Rio Olympics was a perfect time for the rise of DDoS attacks, Anonymous promised that during the Olympics, DDoS attacks will spike, and they delivered. The biggest one peaked at 540 Gbps.
Telemetry data from Arbor Networks, a network security company reported that during two weeks, DDoS attacks reached an all-time high with average daily attacks reaching 500 Gbps. The biggest one spiked at 540 Gbps, not far from the highest one ever recorded, which spiked at 579 Gbps, also detected by Arbor networks during June 2016.
Just look at the chart below, showing DDoS attack during the last 12 months. As soon as Rio Olympics started, a massive spike was detected, pushing DDoS attack activity to the stratosphere.

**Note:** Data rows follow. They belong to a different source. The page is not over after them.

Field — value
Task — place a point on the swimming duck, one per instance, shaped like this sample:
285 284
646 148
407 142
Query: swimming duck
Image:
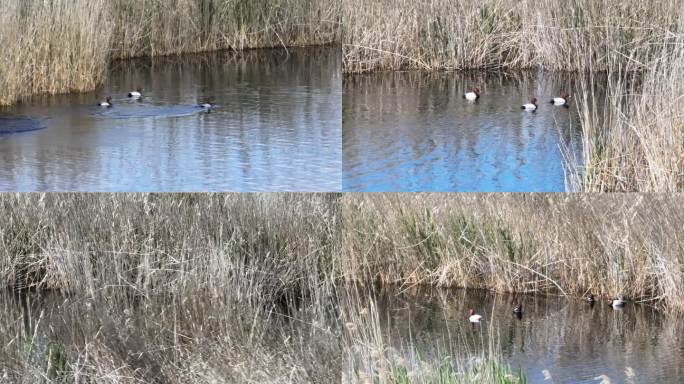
562 100
517 308
137 94
618 302
474 317
472 95
107 103
208 107
532 106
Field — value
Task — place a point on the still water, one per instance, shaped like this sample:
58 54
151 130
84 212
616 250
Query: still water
413 131
276 127
571 340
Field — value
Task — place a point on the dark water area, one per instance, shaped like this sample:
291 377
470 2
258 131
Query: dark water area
413 131
276 127
571 340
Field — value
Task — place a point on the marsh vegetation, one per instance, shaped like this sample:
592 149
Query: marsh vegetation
633 134
65 46
168 288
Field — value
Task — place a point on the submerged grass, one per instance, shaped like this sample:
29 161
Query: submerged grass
370 356
169 288
633 137
65 46
566 244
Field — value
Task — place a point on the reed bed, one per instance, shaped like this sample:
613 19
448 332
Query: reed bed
65 46
169 288
370 356
559 34
632 137
540 243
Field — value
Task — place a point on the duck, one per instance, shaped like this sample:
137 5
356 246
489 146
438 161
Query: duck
107 103
137 94
474 317
532 106
618 302
517 308
208 107
562 100
472 95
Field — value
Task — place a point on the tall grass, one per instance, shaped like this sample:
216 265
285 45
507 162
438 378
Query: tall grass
51 47
565 244
560 34
371 357
65 46
632 138
171 288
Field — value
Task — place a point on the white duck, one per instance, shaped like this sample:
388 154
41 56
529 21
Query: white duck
562 100
531 106
107 103
472 95
137 94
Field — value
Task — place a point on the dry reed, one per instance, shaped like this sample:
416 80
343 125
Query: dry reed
633 138
566 244
65 46
170 288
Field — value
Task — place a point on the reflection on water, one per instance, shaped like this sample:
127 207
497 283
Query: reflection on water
412 131
16 124
573 341
276 128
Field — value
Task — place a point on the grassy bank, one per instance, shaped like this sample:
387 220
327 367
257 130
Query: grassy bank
558 34
567 244
632 137
65 46
169 288
370 357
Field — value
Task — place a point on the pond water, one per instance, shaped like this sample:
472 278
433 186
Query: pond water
413 131
572 340
276 127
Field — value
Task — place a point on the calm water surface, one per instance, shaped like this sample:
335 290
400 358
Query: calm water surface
277 128
573 341
413 131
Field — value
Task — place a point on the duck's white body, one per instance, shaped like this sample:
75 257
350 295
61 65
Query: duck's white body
618 303
560 101
470 96
530 107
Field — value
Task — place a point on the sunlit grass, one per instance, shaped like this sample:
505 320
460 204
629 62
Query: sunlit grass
65 46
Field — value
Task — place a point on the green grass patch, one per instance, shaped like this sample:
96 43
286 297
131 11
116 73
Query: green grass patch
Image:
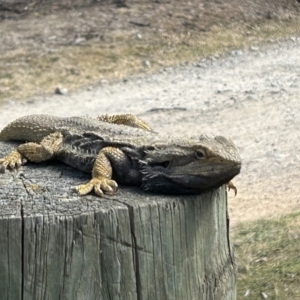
268 254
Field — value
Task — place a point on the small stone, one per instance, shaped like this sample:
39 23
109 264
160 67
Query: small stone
61 91
146 64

The biggest portion of attacks came as a result of a hacktivism campaign started by Anonymous, with a self-explanatory hashtag #OpOlympicHacking. The campaign even led to the creation of a special Windows app which, once installed, allowed users to participate in the campaign by allowing their PCs to borrow their resources and bandwidth. Something of a hacking Olympics, and by the looks of it, Anonymous should’ve received a gold medal.

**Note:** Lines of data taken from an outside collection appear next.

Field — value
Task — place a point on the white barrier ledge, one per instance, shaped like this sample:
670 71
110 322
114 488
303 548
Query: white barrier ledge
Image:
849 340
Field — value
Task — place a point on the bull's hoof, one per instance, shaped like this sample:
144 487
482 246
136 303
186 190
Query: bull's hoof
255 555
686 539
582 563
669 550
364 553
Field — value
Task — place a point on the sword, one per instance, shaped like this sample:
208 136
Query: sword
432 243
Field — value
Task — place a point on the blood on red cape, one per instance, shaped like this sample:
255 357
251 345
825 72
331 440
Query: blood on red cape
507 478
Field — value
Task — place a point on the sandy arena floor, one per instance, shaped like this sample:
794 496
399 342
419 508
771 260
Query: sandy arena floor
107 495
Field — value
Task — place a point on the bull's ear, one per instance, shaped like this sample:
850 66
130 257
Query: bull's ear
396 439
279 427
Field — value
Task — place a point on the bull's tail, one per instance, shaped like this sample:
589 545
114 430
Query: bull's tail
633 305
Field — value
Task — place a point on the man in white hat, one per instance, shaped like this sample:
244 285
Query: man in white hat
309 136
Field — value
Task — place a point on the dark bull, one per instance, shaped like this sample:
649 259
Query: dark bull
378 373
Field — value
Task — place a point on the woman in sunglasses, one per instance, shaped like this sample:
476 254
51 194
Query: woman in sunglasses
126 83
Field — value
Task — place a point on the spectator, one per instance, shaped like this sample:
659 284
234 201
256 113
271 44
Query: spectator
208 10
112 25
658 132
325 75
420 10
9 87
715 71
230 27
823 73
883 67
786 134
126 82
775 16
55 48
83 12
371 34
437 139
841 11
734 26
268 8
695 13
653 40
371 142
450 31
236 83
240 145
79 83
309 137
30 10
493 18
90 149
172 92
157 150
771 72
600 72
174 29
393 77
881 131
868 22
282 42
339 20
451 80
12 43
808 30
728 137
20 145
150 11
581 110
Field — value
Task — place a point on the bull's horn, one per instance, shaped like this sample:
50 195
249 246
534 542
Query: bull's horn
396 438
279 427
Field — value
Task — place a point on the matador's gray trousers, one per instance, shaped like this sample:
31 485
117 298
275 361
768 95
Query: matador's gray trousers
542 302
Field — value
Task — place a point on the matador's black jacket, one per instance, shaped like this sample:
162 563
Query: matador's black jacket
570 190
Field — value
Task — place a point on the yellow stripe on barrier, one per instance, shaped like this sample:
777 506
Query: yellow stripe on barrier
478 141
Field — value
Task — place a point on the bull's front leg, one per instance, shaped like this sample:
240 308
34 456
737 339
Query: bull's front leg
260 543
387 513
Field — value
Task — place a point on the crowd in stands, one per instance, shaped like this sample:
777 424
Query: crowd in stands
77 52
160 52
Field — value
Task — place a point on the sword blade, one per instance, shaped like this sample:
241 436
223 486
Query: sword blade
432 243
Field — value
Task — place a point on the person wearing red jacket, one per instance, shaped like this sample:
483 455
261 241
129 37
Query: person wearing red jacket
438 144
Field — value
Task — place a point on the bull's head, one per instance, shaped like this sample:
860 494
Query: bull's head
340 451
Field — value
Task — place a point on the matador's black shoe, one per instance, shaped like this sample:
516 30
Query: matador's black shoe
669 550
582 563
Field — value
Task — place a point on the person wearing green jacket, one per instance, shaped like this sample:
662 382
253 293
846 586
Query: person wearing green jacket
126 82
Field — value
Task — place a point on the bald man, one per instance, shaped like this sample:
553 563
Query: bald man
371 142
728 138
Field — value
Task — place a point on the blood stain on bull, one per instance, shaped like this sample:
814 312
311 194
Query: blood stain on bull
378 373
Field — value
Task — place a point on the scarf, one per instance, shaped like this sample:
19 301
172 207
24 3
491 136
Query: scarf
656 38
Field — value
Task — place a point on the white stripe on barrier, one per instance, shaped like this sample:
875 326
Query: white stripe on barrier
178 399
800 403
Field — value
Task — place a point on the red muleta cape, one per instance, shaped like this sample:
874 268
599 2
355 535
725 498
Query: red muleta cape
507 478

The fact that many Brazilians were against Olympics just pushed forward the campaign, since many people in Brazil supported the campaign, and let us not forget that Brazil has a population of more than 200 million. This isn’t new since Brazilians were against the 2014 World Cup, and when 2016 Olympics came close they wanted to show their displeasure with government’s decision to spend massive amounts of money into organizing the two events, while many people in Brazil are living in poverty, not to talk about Brazil’s poor healthcare and education systems.

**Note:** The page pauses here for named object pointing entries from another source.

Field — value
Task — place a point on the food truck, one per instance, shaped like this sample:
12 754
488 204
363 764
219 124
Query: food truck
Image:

Arbor Networks reported that most of the attacks were carried out with the help of DDoS botnets, using LizardStresser. LizardStresser is an open-source DDoSing tool sourced and released last year by Lizard Squad. Although LizardStresser isn’t able to launch reflection DDoS attacks, Arbor reported that reflection attacks were present, but they were carried out by other types of botnets.
According to Arbor, a large portion of the attacks comprised out of reflection attack vectors, such as NTP, SSDP, Chargen, and DNS. Aside from application-layer attacks against DNS and Web servers, a classic packet attacks were also organized, using UDP and TCP SYN packets.
Generic Routing Encapsulation (GRE) protocol was also used for Rio DDoS attacks. The main attack targets were organizations connected to the Olympics, with hackers launching DDoS attacks even before Olympics officially started.